As cliché as it sounds, studying abroad has been a dream of mine since the day I enrolled into college. Having never travelled outside the States, I rightfully yearned to explore far beyond their borders. To put things into perspective, I was born and raised in New Jersey, the same state where I attended school, shy of a 15 minute commute from my home. Indubitably, over the span of my academic career, I seemingly developed an intense desire to experience an academic environment both out-of-country, and out of comfort zone.
Just a few months into my junior year, I decided to turn my dream of studying abroad into a reality. One year, and one International Studies Abroad acceptance letter later, I find myself sitting inside of my student apartment in Amman, Jordan writing this very post.
At this point you may be wondering, why Amman, Jordan? Why didn’t I opt for a more ravishing European scene, where the sandy coasts of Barcelona, or the picturesque Isles of Greece would surely attract any first time abroad student? Albeit alluring, I based my choice upon a passion for Arabic language, culture, and an academic pursuit within degrees of Political Science and Middle-Eastern studies. Studying abroad in Jordan would make it possible to learn Arabic in an adequate setting, all while embracing authentic Middle-Eastern culture to the fullest. Besides, if I ever wanted to branch out of my comfort zone, studying in the capital city of Amman seemed like a good start.

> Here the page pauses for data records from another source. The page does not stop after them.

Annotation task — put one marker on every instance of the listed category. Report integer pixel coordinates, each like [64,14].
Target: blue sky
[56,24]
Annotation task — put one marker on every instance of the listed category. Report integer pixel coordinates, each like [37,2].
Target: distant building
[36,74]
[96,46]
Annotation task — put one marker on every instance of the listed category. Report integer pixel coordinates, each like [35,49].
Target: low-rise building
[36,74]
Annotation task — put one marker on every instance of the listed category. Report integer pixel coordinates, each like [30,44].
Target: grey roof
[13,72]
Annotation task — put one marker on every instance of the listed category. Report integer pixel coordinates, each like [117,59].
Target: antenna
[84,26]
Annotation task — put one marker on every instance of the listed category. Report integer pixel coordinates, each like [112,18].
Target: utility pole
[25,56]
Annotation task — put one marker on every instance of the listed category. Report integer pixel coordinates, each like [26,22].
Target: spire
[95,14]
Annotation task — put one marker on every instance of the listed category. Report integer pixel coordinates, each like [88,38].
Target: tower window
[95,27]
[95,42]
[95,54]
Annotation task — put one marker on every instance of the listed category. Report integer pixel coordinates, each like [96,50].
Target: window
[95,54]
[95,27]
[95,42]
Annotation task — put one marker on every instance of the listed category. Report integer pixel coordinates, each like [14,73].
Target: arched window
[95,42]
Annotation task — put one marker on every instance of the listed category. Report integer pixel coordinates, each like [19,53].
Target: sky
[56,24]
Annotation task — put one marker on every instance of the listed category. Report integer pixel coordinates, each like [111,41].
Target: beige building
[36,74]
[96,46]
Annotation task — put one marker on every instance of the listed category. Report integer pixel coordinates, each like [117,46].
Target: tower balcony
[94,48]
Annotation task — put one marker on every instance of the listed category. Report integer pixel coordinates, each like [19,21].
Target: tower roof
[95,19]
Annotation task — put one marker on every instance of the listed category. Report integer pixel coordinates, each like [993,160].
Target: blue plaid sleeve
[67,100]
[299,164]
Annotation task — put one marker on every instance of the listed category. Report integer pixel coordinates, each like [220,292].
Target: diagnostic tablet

I arrived a day earlier than expected (my original flight was actually cancelled & re-booked due to a pilot strike), and I was subsequently faced with the daunting task of making housing arrangements for the night. Equipped with a rusty Arabic vocabulary and an eager mindset, I stepped out of the airport with an intent to engage in conversation amid surrounding locals. Among the first things I took notice of upon exiting the airport was the geography. The barren landscapes were met with a sense of tranquility and calmness. Surprisingly enough, the weather allowed for a dry, yet comfortable atmosphere. Despite soaring temperatures, the air lacked a sense of humidity, and surely enough trumped any summer day in New Jersey.
Nevertheless, my first real experience of Jordan was during a tour of downtown Amman, referred to as “Al Bilad”, or the old country. Upon a tour of the city, I instantaneously fell in love with its cultural affluence. Between breathtaking mountainsides and photographic horizons, my eyes drifted into an astonished daze. One of the stops along the tour was a renowned restaurant known as ‘The Hashem Restaurant’. We ordered a round of hummus and falafel, which was undoubtedly the best of its kind. Stomachs full, we successfully ended our day with our first taxi ride back to the apartments.
My newfound love for Amman was not solely influenced by its cultured downtown region, but rather solidified through an excursion made to the ancient Roman Citadel in a district known as “Jabal al-Qal’a”, or the The Castle Mountain. This historical site remarkably distinguishes itself from the booming metropolitan area just a few hundred feet below it. Standing tall are the archaic Temple of Hercules, and the Umayyad Palace; both of which illustrate previous occupations by the Assyrians and Persians, whose influence still linger across the scene even thousands of years later.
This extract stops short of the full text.